The results of the microhardness test showed that sound dentine hardness did not change among the different indentation points of dentine cut surface. Similarly, the hardness of the residual dentine following rotary caries removal exhibited minor changes among the different indentation points from the floor of the excavated surface. This seems to indicate that excavation with the conventional rotary method removed both caries-infected and caries-affected dentine and finished in sound dentine. This finding was supported by the chromatic scale outcome which showed that the dentine surface stained a pale pink after application of caries detector dye following rotary caries removal (Fig. 5).
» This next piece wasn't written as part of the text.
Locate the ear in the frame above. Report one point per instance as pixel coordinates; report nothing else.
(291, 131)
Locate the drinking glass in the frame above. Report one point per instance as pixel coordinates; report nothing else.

This also confirmed previous work, which reported that the use of caries detector dye tends to lead to over-preparation of cavities because of the non-specificity of the dye to damaged collagen fibres of the infected dentine and resulted in staining of demineralized caries-affected dentine.[34, 43, 44]
However, in both the Carisolv and Papacarie groups, dentine microhardness gradually decreased towards the cavity excavation edge (region of caries-affected dentine), indicating chemomechanical excavation preserves the caries-affected dentine. Finally, the concept of leaving caries-affected dentine following caries excavation is acceptable nowadays due to the evidence of a high degree of collagen exposure and enhanced hybridization with adhesive resins, but with certain concerns, that the remaining dentine must be able to support the restorative material overlying the excavated caries lesion.
The results of the present study showed the papain-based (Papacarie) chemomechanical caries removal method to be a suitable and conservative alternative to conventional rotary excavation of carious tissue. This enzymatic chemomechanical caries removal method provided shorter excavation time and potentially enhanced morphological features of residual dentine for subsequent bonding in comparison to the sodium hypochlorite chemomechanical caries removal technique.
The authors acknowledge Formula and Acao Company, Brazil for supporting the study with Papacarie™ gel and Kuraray Medical Inc., Tokyo, Japan for providing the caries detector dye. The authors are also would like to express their gratitude to Ms Amy Wong and Mr Frankie Chan, Electron Microscope Unit, Queen Mary Hospital, University of Hong Kong for their technical support in the use of SEM.